Utility company anticipates higher cost, later date for Northern Pass completionBy DAVE SOLOMON
New Hampshire Union Leader
February 21. 2013 7:18PM
In a wide-ranging teleconference with stock analysts and the media, executives from Northeast Utilities said the Northern Pass hydroelectric project is going to cost more and take longer to build than expected, but they held fast to their position that a route through northern New Hampshire will soon be announced and the project will be approved.
The new cost estimate is up to $1.2 billion from $1.1 billion, and the targeted completion date has been moved from early 2017 to mid-2017. At one point, NU predicted that the project would be completed by 2016.
NU executives also dismissed land purchases or easements obtained by the Society for the Protection of New Hampshire Forests to block the project, saying they were never interested in those parcels anyway.
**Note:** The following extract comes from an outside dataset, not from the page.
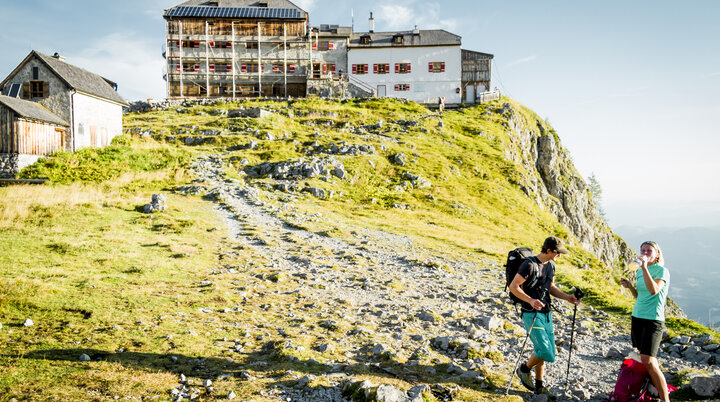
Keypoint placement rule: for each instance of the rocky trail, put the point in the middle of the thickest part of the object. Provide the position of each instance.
(378, 301)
The comments came from Leon J. Olivier, chief operating officer and executive vice president for Northeast Utilities, in the company's regularly scheduled fourth quarter earnings call Wednesday.
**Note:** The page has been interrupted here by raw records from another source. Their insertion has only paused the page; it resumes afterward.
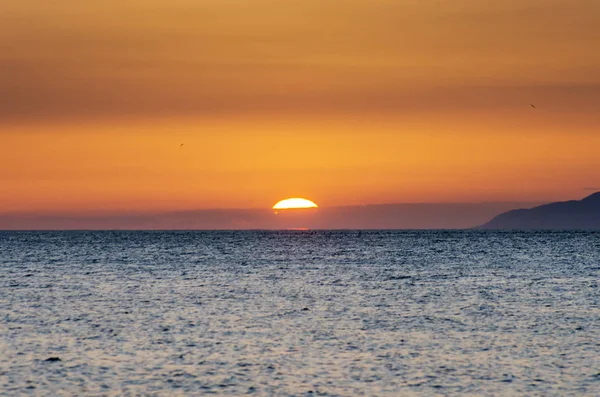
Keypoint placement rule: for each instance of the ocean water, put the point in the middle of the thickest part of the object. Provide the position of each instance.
(300, 313)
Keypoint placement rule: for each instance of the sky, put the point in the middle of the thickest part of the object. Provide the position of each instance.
(344, 102)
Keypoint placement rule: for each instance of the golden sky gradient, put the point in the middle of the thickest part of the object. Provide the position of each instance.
(339, 101)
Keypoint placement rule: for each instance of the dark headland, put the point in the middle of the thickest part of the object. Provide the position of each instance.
(569, 215)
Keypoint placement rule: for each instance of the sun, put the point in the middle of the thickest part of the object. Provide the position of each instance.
(294, 203)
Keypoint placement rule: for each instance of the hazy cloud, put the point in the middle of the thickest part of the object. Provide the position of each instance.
(94, 60)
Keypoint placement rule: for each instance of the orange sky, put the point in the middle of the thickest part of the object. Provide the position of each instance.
(340, 101)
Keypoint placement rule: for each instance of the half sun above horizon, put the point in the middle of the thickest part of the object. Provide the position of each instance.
(294, 203)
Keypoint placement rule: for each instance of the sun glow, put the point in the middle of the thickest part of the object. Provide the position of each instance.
(294, 203)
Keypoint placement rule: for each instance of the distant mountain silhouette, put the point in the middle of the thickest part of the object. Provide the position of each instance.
(569, 215)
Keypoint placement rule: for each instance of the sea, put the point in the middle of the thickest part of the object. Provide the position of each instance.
(299, 313)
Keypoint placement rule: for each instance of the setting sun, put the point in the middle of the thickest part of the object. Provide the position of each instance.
(293, 203)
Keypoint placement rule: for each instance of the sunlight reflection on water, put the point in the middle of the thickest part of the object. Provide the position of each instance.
(300, 313)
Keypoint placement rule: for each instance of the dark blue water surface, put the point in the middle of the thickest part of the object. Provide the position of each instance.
(354, 313)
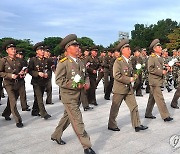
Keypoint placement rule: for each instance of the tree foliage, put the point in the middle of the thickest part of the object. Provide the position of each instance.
(142, 35)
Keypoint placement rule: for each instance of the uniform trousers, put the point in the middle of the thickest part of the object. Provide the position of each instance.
(132, 105)
(72, 114)
(11, 104)
(156, 96)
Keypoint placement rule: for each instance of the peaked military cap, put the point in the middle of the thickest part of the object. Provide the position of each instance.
(39, 45)
(123, 43)
(94, 48)
(136, 49)
(69, 40)
(110, 50)
(8, 44)
(154, 43)
(47, 48)
(20, 51)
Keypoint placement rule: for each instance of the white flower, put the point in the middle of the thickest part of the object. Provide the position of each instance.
(138, 66)
(77, 78)
(171, 63)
"The revised cost estimate is the result of having a more defined design," he said. "This estimate will of course be continually refined as we move through the siting process."
In a similar conference call in July, Olivier predicted that "the new route will be filed with the U.S. Department of Energy in the fourth quarter of (2012). That should support the start of construction in the second half of 2014, and completion by the end of 2016. However, should the process of securing the property continue beyond the end of this quarter, the project completion would move to early 2017."
In his comments Wednesday, Olivier said, "We believe (Northern Pass) will be completed between the end of 2016 and mid-2017."
Paul Patterson, an analyst with Glenrock Associates, pressed Olivier on whether the company had all the required rights of way, prompting Olivier to acknowledge for the first time that the company may seek access to public rights of way along or across state highways.
"We are very confident that we have a route," said Olivier. "We have spent really the last two years acquiring rights of way from private property landowners. We have a number of options around intersections, over public rights of way, so we are very confident we have a route."
The state highway commissioner was asked by an Executive Council member at a Feb. 6 council meeting about inquiries from Northern Pass regarding rights of way along or across Route 3 near the Vermont border.
"It's coming; I know it's coming," said Department of Transportation Commissioner Christopher Clement, in response to a question from District 1 Councilor Ray Burton. "But as of today, we do not."
When Patterson asked about the land purchases or rights of way obtained by the forest society, Olivier said, "the land which they have acquired, for the most part, is land which we never have sought to purchase to begin with. So we are not at all concerned with their claims."
Those comments are inconsistent with the claims of landowners who say they were approached by Northern Pass, but decided to work with the forest society instead, according to society spokesman Jack Savage.
"Multiple landowners with whom we've worked to protect land from Northern Pass report having received offers from Northern Pass," he said. "It's not surprising to learn that at Northeast Utilities the left hand doesn't know what the right hand is doing. Of course it's also common for anyone who loses out on something to then claim they never wanted it in the first place. I'm guessing that when Northern Pass finally packs up and moves on, they will say that they never really wanted to build a transmission line in the first place."